Nie zawsze łatwo go jednak zlokalizować. Wystarczy, że na etykietach produktów spożywczych producent poda informację o zawartości „oleju roślinnego” nie zaznaczając jego dokładnego pochodzenia. W żywności znajdziemy go także pod postacią dodatków spożywczych, np. w emulgatorze E471, często stosowanym do produkcji margaryn, w tłuszczach z grupy CBE i CBS (ekwiwalenty i substytuty masła kakaowego) występujących w wyrobach czekoladowych, a także w oleinie i stearynie palmowej.

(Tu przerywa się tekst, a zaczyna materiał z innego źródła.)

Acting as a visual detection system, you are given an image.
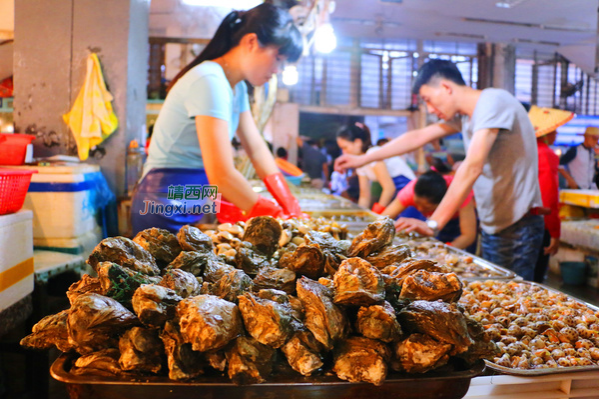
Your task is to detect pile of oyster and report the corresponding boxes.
[398,236,508,279]
[21,216,497,385]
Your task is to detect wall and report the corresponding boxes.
[14,0,150,194]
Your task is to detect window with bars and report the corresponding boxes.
[515,60,534,104]
[291,40,599,115]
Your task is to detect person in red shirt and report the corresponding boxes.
[383,171,478,252]
[528,105,574,283]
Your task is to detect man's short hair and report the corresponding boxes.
[414,170,447,204]
[412,59,466,94]
[277,147,287,158]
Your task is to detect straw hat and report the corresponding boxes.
[584,126,599,136]
[528,105,576,137]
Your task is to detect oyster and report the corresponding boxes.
[239,292,293,348]
[160,320,206,380]
[243,216,282,257]
[235,245,270,277]
[177,295,243,352]
[356,302,402,342]
[281,330,324,376]
[226,337,276,385]
[67,274,103,303]
[97,262,160,306]
[87,237,160,276]
[133,227,181,268]
[348,216,395,258]
[254,266,296,294]
[381,258,451,287]
[160,268,202,298]
[304,231,349,275]
[333,337,391,385]
[67,293,139,355]
[458,317,501,364]
[177,225,214,252]
[333,258,385,306]
[203,350,227,371]
[21,309,71,352]
[279,244,325,279]
[397,300,474,354]
[131,284,183,327]
[394,334,451,373]
[297,277,349,350]
[168,251,222,277]
[71,348,123,377]
[365,245,412,269]
[210,266,253,303]
[119,327,164,373]
[400,270,463,302]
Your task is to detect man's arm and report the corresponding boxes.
[430,129,499,230]
[364,123,456,163]
[335,123,456,171]
[358,175,371,209]
[381,197,406,219]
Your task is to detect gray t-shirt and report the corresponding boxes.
[446,88,543,234]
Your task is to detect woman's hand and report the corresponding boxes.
[395,218,435,237]
[335,154,366,173]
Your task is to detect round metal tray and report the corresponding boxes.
[50,353,485,399]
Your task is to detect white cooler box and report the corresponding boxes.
[14,164,100,242]
[0,210,34,312]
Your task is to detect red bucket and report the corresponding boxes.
[0,169,37,215]
[0,133,35,165]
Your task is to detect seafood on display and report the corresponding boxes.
[21,216,496,385]
[459,280,599,370]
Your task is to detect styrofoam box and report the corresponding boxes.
[33,226,102,258]
[12,164,100,238]
[0,210,34,312]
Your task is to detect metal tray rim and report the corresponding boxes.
[50,352,486,388]
[476,279,599,377]
[398,237,521,281]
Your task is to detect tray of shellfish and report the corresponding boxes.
[459,280,599,376]
[396,236,519,281]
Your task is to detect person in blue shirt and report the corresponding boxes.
[131,3,303,234]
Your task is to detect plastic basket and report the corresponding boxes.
[0,133,35,165]
[0,169,37,215]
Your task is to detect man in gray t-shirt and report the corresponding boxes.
[335,60,544,280]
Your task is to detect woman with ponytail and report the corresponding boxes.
[132,3,303,233]
[337,122,416,213]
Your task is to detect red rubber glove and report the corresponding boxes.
[371,202,386,215]
[263,172,302,218]
[216,196,285,223]
[247,195,287,219]
[215,200,247,224]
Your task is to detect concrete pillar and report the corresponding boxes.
[478,43,516,94]
[14,0,150,195]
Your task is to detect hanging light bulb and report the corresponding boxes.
[283,65,299,86]
[314,22,337,54]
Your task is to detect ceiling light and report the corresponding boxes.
[283,65,299,86]
[181,0,263,10]
[314,23,337,54]
[495,0,526,8]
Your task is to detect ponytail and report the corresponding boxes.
[169,3,303,90]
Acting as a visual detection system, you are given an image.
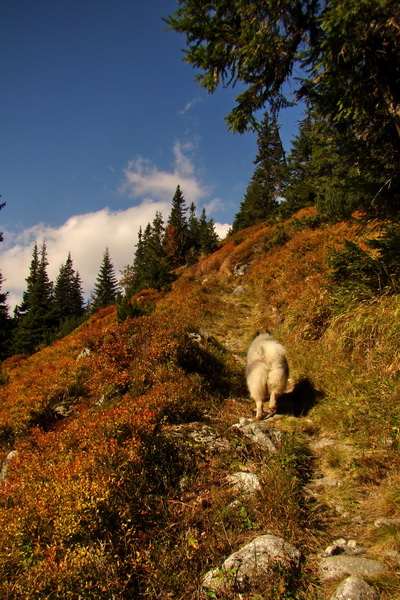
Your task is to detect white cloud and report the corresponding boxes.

W produktach niespożywczych, jak mydła i detergenty, listę związków mogących pochodzić z oleju palmowego rozpoczyna stosowany na bardzo szeroką skalę sodium lauryl sulphate (który notabene może wywoływać przesuszanie się skóry i łupież), jak i inne siarczany alkoholi tłuszczowych, palmityniany (sodu i potasu) będące głównym składnikiem mydeł, a także alkohol acetylowy, kwas stearynowy, izopropyl i wiele innych.


Jako dietetyk przestrzegam przed nadmiernym spożywaniem tego oleju. O ile jako olej surowy w czystej, nierafinowanej postaci to wartościowy produkt spożywczy, zawierający cenne składniki mineralne i witaminy, o tyle przetworzony (czyli powszechnie używany !) już tak dobry nie jest. W procesie rafinacji olej palmowy traci cenne właściwości. Potencjalnie w jego trakcie wydzielane są także substancje rakotwórcze. Jeżeli więc musicie spożywać olej palmowy rafinowany róbcie to w bardzo ograniczonych ilościach.
Ponadto, jako szczególnie szkodliwy uważam olej palmowy utwardzony. Mimo stałej konsystencji oraz odporności na działanie wysokiej temperatury uważanych jako atut, tłuszcz ten zawiera niebezpieczne dla zdrowia izomery trans, które powstają w trakcie uwodorniania oleju palmowego. Tłuszcze trans powodują wzrost stężenia złego cholesterolu, podnoszą poziom trójglicerydów we krwi, przyczyniają się zwiększenia masy ciała i przyrostu tkanki tłuszczowej oraz sprzyjają rozwojowi cukrzycy typu 2 oraz miażdżycy. Zmieniają także właściwości błon komórkowych.
Pamiętajcie proszę, że dobowe spożycie utwardzonego tłuszczu roślinnego nie powinno być wyższe niż 2 g, a najlepiej wyeliminować go całkowicie..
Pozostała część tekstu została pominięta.